There was a philosophy that assumed companies are there to provide goods. There was a philosophy that assumed profit is immoral. And so on.
Today we believe a company is meant to make a profit. This is what shareholders expect. This is also what the government expects. Profit is the driver, making a product someone needs is a way of getting the profit.
Profit describes the ultimate target of business activity and balances all other aspects (like boosting sales and cutting costs).
If you think financial industry produces nothing, you clearly don't understand economy very well. And the products of this industry in particular. But this is not a place and I won't go further unless asked (an I can give simple examples that prove you're wrong).
So you're a believer in Milton Friedman's school of economics - good to know, I guess. You're right that this is the dominant ideology in the US (and by extension also most companies doing extensive trade with/in the US), but that doesn't mean it's actually sound thinking or policy. Recent history demonstrates quite clearly how short-sighted and destructive this thinking is, as this thinking has only in the past couple of decades fully taken hold of law and business, and has subsequently fostered extreme monopolization, predatory business practices where companies are bought, stripped for assets, and then sold or bankrupted for profit, dramatically increased hoarding of wealth among the already super-rich, further impoverishment of the already poor, stymied class mobility, and caused a financial collapse - soon to be two, if financial analysts are to be believed - by allowing the financial industry to play fast and loose with other people's money through massive deregulation. If you want an example, look into the causes of the downfall of Sears. It ain't pretty, and it's all down to neoliberalist thinking and Friedmanian economics.

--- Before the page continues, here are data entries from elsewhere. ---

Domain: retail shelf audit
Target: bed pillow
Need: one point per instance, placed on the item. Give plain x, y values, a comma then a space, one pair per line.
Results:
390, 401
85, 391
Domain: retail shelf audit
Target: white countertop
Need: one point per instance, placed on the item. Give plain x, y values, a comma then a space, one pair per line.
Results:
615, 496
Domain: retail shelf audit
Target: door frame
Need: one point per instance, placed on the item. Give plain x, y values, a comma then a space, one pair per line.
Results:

The short of it: people are fully capable of believing horribly harmful and bad things, and the idea that business exists to "produce profit" is one of these ideas, particularly when taken as literally as it is in current US law. There is no "balancing" of "aspects" when the
only motive for shareholders is maximising short-term profits - and stockholders are almost universally in it for the short term, as that's how you make a profit in the stock market. As for the financial industry, they provide two valuable services: loans and safe handling of people's money. Other than that - and the vast majority of their business - they're mainly looking to find ever-increasingly complex ways to bet, gamble, sell and lend other people's money to other people with the same interests with the ultimate goal of creating more money than there was in the first place, which is where the fictionalization of value comes into play. But you're right - this isn't the place, but feel free to DM me if you like.
I know the difference and profit can only be derived from revenue - Without revenue you can't have profit.
Speaking of shareholders, They don't contribute anything to the process, only the $$ to do it with.
However profit is the reason because it's already understood that costs paid out to do business comes from revenue itself - Doing it all at cost is pointless, you must have profit on top of your revenue for it to be worth doing.
Cost and all else doesn't matter, flatly covering all the bills for the enterprise alone just won't cut it, you have to make a little on top.
Honestly - We may have different ways of viewing it and that's OK, I don't expect everyone to agree with me on everything, that in itself would be foolish.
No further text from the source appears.